I found myself in awe of her womanhood and the legacies held there. How she tied together timelines and legacies, pulling circles from straight lines and flooding the world with warmth. Pulling the universe forward and backward like the moon, pulling the tides inside me until I could handle the shifting sands. I trace my fingers across the curves of her body and feel the curve of the earth. I touch her core and I feel the soft, rich soil from which everything grows. I soften against her chest and feel life flooding into me. I look into her eyes and feel the wisdom of millions of women before us resting there. It feels as though she’s pulling everything out in front of me, displaying it, as though to say, gently, that I’ve had all the knowledge all along, built into my cells and my soul. I’ve had everything I’ve needed this entire time.
I didn’t realize that to worship and love and please a woman was to do the same to yourself.

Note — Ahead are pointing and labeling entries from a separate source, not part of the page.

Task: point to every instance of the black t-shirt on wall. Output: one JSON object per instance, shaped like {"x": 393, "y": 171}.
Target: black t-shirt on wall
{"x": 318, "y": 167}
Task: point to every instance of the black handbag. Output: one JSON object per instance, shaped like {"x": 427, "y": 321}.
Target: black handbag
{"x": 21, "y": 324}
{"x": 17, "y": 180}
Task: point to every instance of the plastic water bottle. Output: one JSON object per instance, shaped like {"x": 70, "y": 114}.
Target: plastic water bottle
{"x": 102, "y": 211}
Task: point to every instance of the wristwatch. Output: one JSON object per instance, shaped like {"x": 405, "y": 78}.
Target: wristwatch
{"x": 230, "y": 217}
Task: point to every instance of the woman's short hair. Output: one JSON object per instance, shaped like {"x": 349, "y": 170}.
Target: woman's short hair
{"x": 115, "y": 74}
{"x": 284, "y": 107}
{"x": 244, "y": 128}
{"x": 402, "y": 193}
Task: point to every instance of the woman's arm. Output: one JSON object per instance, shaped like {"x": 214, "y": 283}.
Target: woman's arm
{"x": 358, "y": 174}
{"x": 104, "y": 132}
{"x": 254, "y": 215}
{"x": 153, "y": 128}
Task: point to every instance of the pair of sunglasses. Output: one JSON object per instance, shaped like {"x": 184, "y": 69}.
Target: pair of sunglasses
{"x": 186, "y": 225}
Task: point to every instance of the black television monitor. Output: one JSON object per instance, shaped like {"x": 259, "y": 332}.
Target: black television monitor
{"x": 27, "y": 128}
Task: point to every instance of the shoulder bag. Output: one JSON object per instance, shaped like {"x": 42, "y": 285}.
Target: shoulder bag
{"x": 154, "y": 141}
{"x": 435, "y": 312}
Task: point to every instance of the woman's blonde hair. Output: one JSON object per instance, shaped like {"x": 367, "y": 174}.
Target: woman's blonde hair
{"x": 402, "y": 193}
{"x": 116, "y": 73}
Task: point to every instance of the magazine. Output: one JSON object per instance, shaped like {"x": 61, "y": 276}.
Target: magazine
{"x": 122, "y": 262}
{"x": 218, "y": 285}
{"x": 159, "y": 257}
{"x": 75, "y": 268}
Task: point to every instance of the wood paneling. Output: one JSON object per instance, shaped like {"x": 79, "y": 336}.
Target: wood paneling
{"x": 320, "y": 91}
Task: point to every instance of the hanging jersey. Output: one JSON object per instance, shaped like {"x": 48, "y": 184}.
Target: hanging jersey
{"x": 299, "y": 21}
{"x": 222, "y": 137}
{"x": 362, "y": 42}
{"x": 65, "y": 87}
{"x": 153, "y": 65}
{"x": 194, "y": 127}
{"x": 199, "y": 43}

It’s difficult to look at another woman and see her brilliance and completeness, to begin to fall in love with her, and then to deny your worthiness on principle.
While I’ve been struck by the shock of understanding myself more, I’m still shaking from the aftermath. There is an existing deep well of knowledge about myself, and I’ve barely dipped in a toe. I’m just beginning to understand how scary life is for me, and beginning to soften into safety and peace.
It feels like to fall in love with women is to fall in love with yourself, your maker, and your sacred connection to the universe. Going forward, I shall do my best to chronicle my efforts to humble myself before all of these three. I hope you find value in these stories.